Alex’s father, Jim Donnelly, says it only confirms what he’s believed all along: most kids aren’t harmed by mercury in vaccines; they shed it naturally, but some retain it, and it poisons their brains.
Alex, An Autistic Child, Found to Have Mercury Levels 20X Above EPA Safety Limits
Olmsted continues by saying,
Says Donnelly, “When (Alex’s) testing came back, he had mercury levels that were 20 times the EPA safety margin residing in his body. It was unbelievable.”
Other scientists and the CDC dispute such a link.

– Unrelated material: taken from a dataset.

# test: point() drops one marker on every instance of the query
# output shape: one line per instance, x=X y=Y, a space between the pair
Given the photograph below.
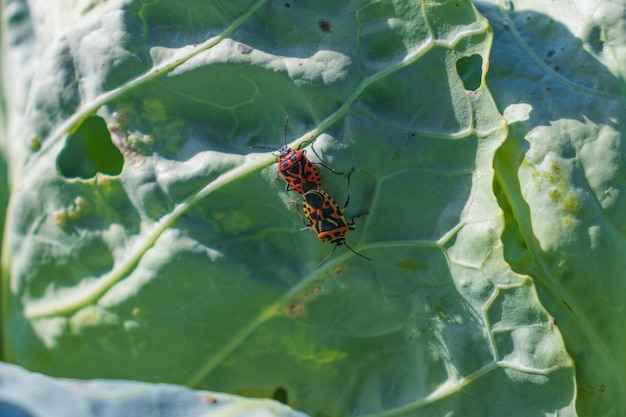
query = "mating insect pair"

But if it’s true, hundreds of thousands of American kids could be living with the fallout. And the results could be devastating to vaccine makers and federal health officials who have steadfastly defended the use of mercury, a potent neurotoxin, in childhood vaccines.
Watch The Video of the Researcher Talking About Mice Injected With Mercury Developing Autistic-Like Behaviors
You can watch Mady Hornig, MD, the researcher who did the study on mice who were injected with mercury who developed autistic-like behaviors, here.
Autism in Un-Vaccinated Populations such as the Amish is RARE
In an article published on April 18, 2005 titled “The Age of Autism: The Amish anomaly,” Dan Olmsted, a reporter for United Press International, went to Lancaster County, Pennsylvania, USA where there are 22,000 Amish people, who are rarely vaccinated due to religious beliefs, to see how many autistic children he could find.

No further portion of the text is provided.